The landscape for the US Dollar (USD) is nuanced as market participants assess the Federal Reserve’s path amid shifting economic signals. With speculation mounting over the prospect of a September rate cut, it is crucial to avoid overpricing dovish expectations. Rather than succumbing to rate-cut predictions prematurely, traders should thoroughly evaluate the mixed data, shifting central bank rhetoric, and evolving inflation trends that underpin the world’s reserve currency.

This article dissects the current environment for the US Dollar, analyzing key fundamental and technical drivers, and outlines the risks of overextending dovish sentiment over the coming months.

### Federal Reserve: The Center of Attention

The Federal Reserve’s monetary policy remains the dominant force steering the US Dollar. Market attention is skewed toward the likelihood of rate cuts in 2024, particularly pegging expectations on a potential move in September. However, the recent data flow and policy signals suggest caution is warranted when betting aggressively on a dovish pivot.

#### Current Federal Reserve Stance

– The Federal Open Market Committee (FOMC) has maintained the policy rate steady at 5.25% – 5.50% since July 2023.
– Recent FOMC minutes and Chair Jerome Powell’s statements reflect the Fed’s commitment to a data-dependent approach.
– Policymakers have emphasized that rates will stay restrictive until inflation convincingly converges toward target.

#### Market Expectations and Mispricing

– The market currently prices in about a 60% chance of a Fed rate cut by September.
– Futures suggest cumulative rate cuts of around 50 basis points by year-end 2024.
– However, the Fed’s own projections, as articulated in the dot plot, indicate only one or possibly two cuts in total this year.

– Historically, markets tend to overanticipate dovish pivots, often repositioning after a hawkish reality check provided by robust US data or commentary from Fed officials.

### Economic Fundamentals: Mixed but Resilient

Underlying economic data continue to underpin the US Dollar’s resilience and argue against aggressive rate-cut positioning.

#### Labor Market

– US nonfarm payrolls have remained solid, with the unemployment rate hovering near historic lows at 4.0%.
– Weekly initial jobless claims remain subdued.
– Wage gains are moderating, but the labor market is far from signaling pronounced weakness.
– The Job Openings and Labor Turnover Survey (JOLTS) indicates a gradual cooling, aligning more with a soft-landing scenario than a significant downturn.

#### Inflation Dynamics

– Headline Consumer Price Index (CPI) inflation has slowed to around 3.3% year-on-year.
– Core CPI remains sticky at approximately 3.4%.
– Services inflation, led by shelter and healthcare, is proving stubborn, while goods inflation has stabilized.
– The Personal Consumption Expenditures (PCE) index, the Fed’s preferred metric, improved marginally but still exceeds the 2% goal.

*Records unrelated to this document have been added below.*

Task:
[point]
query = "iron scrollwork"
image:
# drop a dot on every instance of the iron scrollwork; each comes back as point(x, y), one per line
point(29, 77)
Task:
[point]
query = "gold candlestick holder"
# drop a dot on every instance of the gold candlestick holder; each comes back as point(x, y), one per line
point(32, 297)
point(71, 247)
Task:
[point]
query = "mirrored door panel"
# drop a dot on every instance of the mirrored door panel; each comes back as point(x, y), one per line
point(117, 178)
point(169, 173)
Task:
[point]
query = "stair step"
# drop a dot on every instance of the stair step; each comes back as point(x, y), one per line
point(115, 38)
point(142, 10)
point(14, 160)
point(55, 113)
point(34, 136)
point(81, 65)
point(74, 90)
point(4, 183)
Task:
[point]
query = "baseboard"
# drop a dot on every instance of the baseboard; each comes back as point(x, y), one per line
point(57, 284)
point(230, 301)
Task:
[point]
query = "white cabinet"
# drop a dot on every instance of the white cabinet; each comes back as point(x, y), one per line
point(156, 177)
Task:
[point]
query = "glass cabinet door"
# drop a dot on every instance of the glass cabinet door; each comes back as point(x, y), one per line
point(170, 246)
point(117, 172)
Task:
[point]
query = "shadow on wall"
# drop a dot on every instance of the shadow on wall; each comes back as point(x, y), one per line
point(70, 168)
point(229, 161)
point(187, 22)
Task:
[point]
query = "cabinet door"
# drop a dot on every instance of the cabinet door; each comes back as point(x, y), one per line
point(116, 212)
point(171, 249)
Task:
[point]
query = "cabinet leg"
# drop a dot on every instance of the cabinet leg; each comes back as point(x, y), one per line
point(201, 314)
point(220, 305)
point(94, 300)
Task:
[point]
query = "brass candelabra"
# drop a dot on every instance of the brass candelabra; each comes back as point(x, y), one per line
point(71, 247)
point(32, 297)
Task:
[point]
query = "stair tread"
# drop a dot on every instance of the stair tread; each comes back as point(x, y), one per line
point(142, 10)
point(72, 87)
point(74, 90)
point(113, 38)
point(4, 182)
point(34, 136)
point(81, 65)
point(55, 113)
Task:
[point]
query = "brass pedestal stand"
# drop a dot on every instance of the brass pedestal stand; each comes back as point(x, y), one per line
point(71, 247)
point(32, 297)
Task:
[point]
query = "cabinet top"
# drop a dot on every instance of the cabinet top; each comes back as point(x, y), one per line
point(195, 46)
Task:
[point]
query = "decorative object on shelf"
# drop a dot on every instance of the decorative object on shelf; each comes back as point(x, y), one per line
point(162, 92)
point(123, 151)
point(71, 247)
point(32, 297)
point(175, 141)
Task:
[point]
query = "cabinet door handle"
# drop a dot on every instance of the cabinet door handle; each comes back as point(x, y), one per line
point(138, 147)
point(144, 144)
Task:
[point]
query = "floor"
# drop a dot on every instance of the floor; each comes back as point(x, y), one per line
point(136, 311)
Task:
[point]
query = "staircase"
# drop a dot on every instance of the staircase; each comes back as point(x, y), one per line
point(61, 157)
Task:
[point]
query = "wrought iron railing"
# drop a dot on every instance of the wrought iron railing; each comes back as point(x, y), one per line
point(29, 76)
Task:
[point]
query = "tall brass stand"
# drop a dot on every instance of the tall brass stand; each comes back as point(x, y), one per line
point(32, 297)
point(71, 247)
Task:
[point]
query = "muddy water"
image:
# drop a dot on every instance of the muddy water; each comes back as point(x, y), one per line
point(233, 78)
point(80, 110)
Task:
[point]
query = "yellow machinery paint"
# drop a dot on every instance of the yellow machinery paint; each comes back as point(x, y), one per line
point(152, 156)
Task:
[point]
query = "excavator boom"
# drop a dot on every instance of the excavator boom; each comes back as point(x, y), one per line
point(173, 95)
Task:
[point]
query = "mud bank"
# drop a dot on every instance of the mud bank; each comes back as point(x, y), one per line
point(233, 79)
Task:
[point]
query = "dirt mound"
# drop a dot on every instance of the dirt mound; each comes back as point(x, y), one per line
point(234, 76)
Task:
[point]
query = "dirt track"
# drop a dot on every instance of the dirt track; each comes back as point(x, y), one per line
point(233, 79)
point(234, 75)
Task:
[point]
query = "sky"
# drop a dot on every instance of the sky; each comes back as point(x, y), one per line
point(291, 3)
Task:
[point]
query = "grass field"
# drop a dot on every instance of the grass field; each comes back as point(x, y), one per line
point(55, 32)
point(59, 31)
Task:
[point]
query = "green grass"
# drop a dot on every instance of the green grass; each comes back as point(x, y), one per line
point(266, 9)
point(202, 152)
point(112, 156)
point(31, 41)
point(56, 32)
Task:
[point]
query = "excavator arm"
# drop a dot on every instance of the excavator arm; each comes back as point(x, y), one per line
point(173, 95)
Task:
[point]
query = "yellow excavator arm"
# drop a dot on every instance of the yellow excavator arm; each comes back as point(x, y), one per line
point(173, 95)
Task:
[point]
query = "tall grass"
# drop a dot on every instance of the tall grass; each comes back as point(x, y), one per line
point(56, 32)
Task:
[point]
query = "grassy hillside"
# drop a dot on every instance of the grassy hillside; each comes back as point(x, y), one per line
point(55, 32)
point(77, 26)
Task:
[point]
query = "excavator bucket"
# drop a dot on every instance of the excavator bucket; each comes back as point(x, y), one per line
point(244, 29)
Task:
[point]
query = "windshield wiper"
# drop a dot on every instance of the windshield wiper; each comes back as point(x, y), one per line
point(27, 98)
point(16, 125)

#### Growth and Consumption

– The US economy has exceeded expectations, with Q1 2024 annualized growth at 1.4%.
– Retail sales and consumer spending data reflect moderate expansion in personal consumption.
– Manufacturing surveys (ISM PMI) are mixed, but the services sector continues to expand.

### The Global Context: US Outperformance

Comparative analysis with other major economies reinforces the case for US Dollar resilience. The global economic environment continues to favor the greenback over its peers.

#### Europe and the Euro

– The Eurozone is battling tepid growth, with stagnation in Germany and France.
– Inflation pressures have faded more rapidly than in the US.
– The European Central Bank (ECB) has already begun cutting rates, increasing monetary policy divergence.
– The euro struggles as a result, boosting USD strength.